What makes this tricky is that I can't tell from the documentation exactly how lteOFDMModulate and lteSCFDMAModulate scale their outputs internally. MATLAB's ifft function uses 1/N normalization by default, and there might be additional scaling happening inside these functions that we're not seeing. The fact that ALL the LTE examples use the same formula makes me think it might be intentional rather than a bug, but the WLAN Toolbox evidence suggests otherwise.
I think the best way forward would be to run a controlled test. You could create a simple OFDM signal with known power, add noise with a specific variance, and then measure the actual SNR after demodulation to see if it matches what you'd expect. Compare the measured SNR with both formulas (with and without the sqrt(12/128) factor) and see which one gives you the correct result. That would give you definitive proof one way or the other.

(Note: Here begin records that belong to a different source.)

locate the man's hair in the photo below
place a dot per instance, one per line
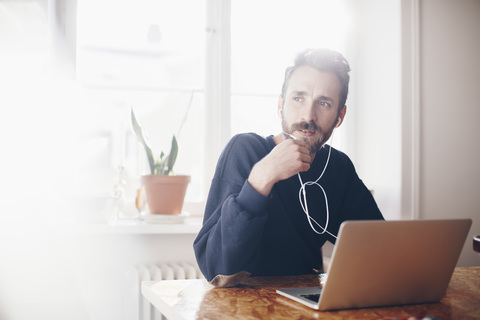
(324, 60)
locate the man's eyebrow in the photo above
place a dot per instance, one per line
(325, 98)
(300, 93)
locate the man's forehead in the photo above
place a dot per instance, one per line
(308, 81)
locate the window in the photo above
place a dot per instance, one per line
(211, 65)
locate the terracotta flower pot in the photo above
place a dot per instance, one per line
(165, 194)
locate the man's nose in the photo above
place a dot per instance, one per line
(309, 112)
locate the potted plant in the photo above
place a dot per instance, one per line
(165, 191)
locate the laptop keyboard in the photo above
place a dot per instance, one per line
(313, 297)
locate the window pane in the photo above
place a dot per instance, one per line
(268, 43)
(141, 43)
(146, 55)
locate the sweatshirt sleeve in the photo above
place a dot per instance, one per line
(235, 214)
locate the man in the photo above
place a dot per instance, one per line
(275, 201)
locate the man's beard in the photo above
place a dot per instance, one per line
(313, 146)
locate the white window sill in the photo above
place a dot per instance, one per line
(190, 226)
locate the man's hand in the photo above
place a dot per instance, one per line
(285, 160)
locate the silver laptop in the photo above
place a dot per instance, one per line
(384, 263)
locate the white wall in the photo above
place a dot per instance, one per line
(449, 114)
(375, 100)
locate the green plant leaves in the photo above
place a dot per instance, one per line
(164, 164)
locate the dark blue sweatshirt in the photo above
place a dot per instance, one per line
(244, 230)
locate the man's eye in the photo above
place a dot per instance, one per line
(323, 104)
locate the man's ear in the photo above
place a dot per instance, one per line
(280, 106)
(341, 115)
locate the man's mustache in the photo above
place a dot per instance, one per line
(310, 126)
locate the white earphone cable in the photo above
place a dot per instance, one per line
(302, 197)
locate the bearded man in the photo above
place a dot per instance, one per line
(275, 201)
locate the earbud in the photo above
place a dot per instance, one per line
(339, 121)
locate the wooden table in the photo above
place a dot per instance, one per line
(256, 299)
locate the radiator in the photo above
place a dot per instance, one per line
(140, 308)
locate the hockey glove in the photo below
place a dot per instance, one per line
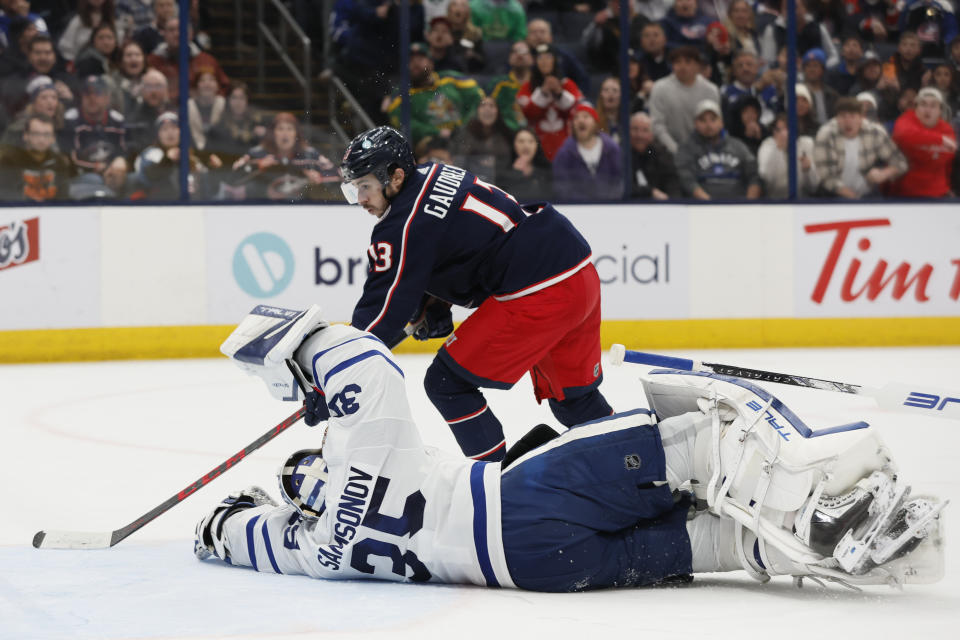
(316, 405)
(434, 321)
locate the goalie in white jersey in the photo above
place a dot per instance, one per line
(606, 504)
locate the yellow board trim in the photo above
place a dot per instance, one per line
(151, 343)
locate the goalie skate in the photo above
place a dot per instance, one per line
(824, 504)
(895, 527)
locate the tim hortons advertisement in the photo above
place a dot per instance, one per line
(49, 268)
(883, 261)
(295, 256)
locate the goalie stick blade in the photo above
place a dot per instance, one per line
(72, 540)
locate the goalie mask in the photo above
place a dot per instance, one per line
(303, 482)
(264, 342)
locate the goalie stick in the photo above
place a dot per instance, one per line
(102, 540)
(939, 403)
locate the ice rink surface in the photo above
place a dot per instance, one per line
(93, 446)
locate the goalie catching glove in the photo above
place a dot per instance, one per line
(264, 344)
(432, 320)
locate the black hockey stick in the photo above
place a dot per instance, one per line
(939, 403)
(106, 539)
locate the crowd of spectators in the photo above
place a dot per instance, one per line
(89, 110)
(526, 94)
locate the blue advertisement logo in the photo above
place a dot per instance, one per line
(263, 265)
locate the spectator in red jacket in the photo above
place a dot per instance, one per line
(929, 144)
(546, 100)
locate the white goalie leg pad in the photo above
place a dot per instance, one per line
(264, 342)
(759, 450)
(761, 466)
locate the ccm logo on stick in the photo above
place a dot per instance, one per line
(928, 401)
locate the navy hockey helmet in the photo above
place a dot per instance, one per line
(378, 151)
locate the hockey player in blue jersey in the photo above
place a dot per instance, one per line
(607, 504)
(445, 237)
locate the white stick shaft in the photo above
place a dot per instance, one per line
(919, 399)
(72, 540)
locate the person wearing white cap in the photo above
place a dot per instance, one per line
(868, 103)
(773, 166)
(929, 143)
(855, 156)
(672, 98)
(713, 165)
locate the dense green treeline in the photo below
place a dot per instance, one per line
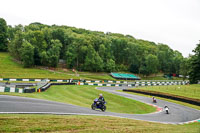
(85, 50)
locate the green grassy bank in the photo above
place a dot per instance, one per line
(87, 124)
(84, 96)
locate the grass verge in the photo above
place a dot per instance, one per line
(87, 124)
(84, 96)
(191, 91)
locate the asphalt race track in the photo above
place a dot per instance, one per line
(178, 114)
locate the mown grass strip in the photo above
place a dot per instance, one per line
(84, 96)
(190, 91)
(85, 124)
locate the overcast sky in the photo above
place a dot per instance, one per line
(172, 22)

Given the significance of a potential 10 dB error and the fact that this affects an official MathWorks example that people rely on for system design, I'd strongly recommend contacting MathWorks technical support directly with your findings. They have access to the internal implementation details of the OFDM modulation functions that we can't see from the outside, and they can definitively tell you whether the current formula is correct or if there's a bug that needs fixing. If it turns out there is an issue, they can also push a fix to the example and update the documentation so others don't run into the same problem. You've done solid analysis here and this deserves an official response from the toolbox developers. Make sure to reference the WLAN Toolbox's different approach in your support request since that's strong evidence that this normalization issue is on their radar in at least one toolbox.
The references I found most useful were the WLAN convertSNR documentation showing explicit subcarrier handling, and the PDSCH TM7-10 example showing the consistent pattern across LTE examples. Your observation is well-founded and deserves careful investigation either way.